House debates

Tuesday, 6 February 2024

Adjournment

Manufacturing Industry

7:55 pm

Photo of Maria VamvakinouMaria Vamvakinou (Calwell, Australian Labor Party) Share this | Hansard source

I rise to speak on the Standing Committee on Industry, Science and Resources' recently tabled report of its inquiry into developing advanced manufacturing in Australia. As a member of the committee, I was especially pleased to participate in this very important inquiry and I want to thank the member for McEwen for his role as committee chair and for his support of the committee's purpose. I also want to thank the Minister for Industry and Science for tasking our committee with its significant terms of reference.

The findings of the committee have very strong relevance and resonance in my electorate of Calwell, with the development of advanced manufacturing in Australia particularly important for job creation in my electorate. With a loss of industry. with the likes of Ford and the associated supply chains, the revival of manufacturing is critical to ensuring that people in my electorate are positioned to meet the needs of today and tomorrow.

The report makes 10 sound and firm recommendations, designed to support manufacturers' access to suitable investment capital; to improve R&D commercialisation and industry research collaboration; as well as to address workforce and skill shortages. The committee supports the view that government should review policy options, including local preferential procurement strategies, to encourage and give confidence to Australian industry to invest in local manufacturing. A focus on local preferential procurement strategies, alongside industry confidence measures to encourage investment, building on the Buy Australian Plan, must drive tangible and enduring benefits to local jobs and local industry. The committee recommended that the government commits to establishing a series of significant government owned advanced manufacturing common user facilities in strategic locations as innovation precincts across Australia. This would allow for the scaling up of successful industry and capability development programs for Australian manufacturers.

In light of its rounded approach to the manufacturing process across the entire value chain, the report makes clear the need for the fabrication of a structural base of renewable energy technologies as an addition to just the components. This is particularly important to our local capability. As such, adoption would include in the case of wind towers, for example, the manufacture of blades, towers, bases and internal turbine components. In an era when countries around the world are scrambling in their bid for business and influence, new and emerging technologies, and the skills which drive advanced manufacturing, play a key role in an enormous global market that offers finance, jobs and opportunities to key sectors of our economy. Australia must be at the forefront of the rapidly-changing global economic landscape, where economic growth is directly connected to our capacity to match technologies with our workforce.

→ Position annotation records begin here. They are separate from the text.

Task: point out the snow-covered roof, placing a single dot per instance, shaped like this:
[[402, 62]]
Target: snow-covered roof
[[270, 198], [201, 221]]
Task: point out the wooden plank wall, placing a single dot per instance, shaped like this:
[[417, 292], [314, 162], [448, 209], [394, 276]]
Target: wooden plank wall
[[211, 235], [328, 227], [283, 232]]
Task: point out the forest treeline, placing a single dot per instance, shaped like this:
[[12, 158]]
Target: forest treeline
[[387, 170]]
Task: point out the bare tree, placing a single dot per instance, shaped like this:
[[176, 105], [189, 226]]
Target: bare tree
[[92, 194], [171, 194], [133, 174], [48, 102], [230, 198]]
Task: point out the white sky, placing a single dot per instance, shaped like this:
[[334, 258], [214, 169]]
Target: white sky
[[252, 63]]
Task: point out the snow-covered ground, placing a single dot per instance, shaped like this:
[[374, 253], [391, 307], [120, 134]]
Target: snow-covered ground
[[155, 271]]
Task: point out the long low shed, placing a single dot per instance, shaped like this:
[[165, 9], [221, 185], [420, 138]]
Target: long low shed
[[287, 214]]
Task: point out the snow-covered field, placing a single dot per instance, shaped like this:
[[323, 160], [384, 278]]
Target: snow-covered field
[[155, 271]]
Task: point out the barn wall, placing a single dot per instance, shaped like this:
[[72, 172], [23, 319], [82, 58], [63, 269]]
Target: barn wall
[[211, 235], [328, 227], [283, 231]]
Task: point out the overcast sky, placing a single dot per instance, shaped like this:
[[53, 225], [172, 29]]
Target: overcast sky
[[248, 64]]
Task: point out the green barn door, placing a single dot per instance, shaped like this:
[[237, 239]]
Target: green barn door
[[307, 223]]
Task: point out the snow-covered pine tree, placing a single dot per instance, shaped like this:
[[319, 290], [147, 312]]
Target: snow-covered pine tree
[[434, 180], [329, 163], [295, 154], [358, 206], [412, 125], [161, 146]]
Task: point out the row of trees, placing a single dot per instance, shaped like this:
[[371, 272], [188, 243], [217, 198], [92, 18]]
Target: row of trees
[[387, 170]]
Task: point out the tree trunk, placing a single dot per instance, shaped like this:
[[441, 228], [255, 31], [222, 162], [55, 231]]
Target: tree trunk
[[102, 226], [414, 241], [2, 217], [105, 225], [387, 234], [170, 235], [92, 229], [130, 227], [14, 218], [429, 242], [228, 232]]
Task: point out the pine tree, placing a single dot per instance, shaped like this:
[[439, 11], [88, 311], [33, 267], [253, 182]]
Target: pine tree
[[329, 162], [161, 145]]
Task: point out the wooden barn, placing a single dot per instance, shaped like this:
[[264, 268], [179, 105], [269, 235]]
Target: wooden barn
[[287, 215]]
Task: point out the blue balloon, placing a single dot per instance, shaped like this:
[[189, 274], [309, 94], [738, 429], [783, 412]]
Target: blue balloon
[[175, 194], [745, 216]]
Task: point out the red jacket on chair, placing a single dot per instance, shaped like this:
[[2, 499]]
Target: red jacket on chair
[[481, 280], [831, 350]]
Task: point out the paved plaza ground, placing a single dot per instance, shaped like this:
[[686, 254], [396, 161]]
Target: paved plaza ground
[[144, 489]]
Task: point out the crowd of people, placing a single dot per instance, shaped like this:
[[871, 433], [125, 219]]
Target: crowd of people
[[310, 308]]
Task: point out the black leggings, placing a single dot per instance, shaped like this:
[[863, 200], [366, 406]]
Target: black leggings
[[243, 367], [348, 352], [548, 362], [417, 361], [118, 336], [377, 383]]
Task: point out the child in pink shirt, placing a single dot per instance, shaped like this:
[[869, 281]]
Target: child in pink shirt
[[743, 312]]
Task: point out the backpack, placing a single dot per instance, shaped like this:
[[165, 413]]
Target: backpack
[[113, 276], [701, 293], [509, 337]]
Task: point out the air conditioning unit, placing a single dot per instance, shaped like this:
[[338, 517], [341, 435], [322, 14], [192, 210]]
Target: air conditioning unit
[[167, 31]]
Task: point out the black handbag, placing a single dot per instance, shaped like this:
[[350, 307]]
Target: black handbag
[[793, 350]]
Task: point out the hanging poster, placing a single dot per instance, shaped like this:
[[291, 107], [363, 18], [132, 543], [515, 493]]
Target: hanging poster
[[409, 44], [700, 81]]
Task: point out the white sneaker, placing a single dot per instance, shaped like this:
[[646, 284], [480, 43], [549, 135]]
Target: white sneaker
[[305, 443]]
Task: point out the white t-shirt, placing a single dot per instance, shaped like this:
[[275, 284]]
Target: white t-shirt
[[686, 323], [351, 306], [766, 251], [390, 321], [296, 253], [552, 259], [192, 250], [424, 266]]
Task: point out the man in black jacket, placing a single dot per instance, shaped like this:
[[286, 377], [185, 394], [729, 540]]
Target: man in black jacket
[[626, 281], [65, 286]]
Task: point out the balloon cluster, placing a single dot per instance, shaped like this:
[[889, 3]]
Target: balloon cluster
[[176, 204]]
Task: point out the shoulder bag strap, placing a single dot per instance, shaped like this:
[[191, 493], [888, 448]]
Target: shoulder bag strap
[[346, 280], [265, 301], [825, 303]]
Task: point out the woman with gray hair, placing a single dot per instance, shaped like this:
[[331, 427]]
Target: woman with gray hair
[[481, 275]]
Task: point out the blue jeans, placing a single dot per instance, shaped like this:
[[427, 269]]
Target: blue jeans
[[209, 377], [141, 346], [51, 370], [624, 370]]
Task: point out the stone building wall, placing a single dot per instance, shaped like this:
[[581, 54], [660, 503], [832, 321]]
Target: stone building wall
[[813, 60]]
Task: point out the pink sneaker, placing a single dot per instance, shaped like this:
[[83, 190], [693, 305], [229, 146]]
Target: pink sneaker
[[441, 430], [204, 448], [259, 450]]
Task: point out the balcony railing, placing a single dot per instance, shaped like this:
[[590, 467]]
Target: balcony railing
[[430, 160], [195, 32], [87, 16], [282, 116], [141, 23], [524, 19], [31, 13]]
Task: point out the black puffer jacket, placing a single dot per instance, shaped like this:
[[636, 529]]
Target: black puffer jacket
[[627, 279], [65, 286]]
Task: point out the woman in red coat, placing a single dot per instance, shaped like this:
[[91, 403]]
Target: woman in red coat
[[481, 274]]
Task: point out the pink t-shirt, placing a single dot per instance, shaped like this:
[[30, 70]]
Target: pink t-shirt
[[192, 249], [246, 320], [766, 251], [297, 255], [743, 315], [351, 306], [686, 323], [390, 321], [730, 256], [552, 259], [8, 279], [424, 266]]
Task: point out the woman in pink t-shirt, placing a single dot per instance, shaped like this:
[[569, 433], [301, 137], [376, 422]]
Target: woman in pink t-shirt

I want to pay tribute to industry and unions, which appeared before the committee and provided evidence helping to inform the work of the committee not as separate or competing interests but collaboratively as a force multiplier for the upward mobility of both workers and industry. This is what a sound, well-rounded sovereign manufacturing capability in Australia requires; it is what must drive advanced manufacturing here in Australia. If we are to bury our heads in the dichotomy of the past about advanced manufacturing and the defeatist and archaic attitude that resigns us to job losses, it will be very harmful to Australia's economic prospects. Not only is it not an inevitability, like some unwritten law, but it is, in fact, within our capacity to compete internationally and to drive economic growth.

This is very much about an Australia with job creation across the manufacturing sector, not job losses and industrial transfers away from Australia. What we need to reinforce is that advanced manufacturing is not merely about the machinery involved in the production process in factories; across Australia, advanced manufacturing serves as the basis on which we develop a highly skilled workforce that is at the centre of our nation's capacity to sustain a productive and innovative economy. This is the transformative role of shaping the upskill and reskill settings to meet our critical workforce needs. Through these we can build innovation in new and emerging technologies, we can build Australia's research and development capacity, and we can avoid the divergence of economic fortunes in society.

I look forward to seeing the recommendations contained in the report being accepted and adopted by the government—to them being made certain on the ground, both in policy and reality, and being translated into jobs and opportunities for workers and our economy within a sovereign, smart and sustainable manufacturing base in Australia.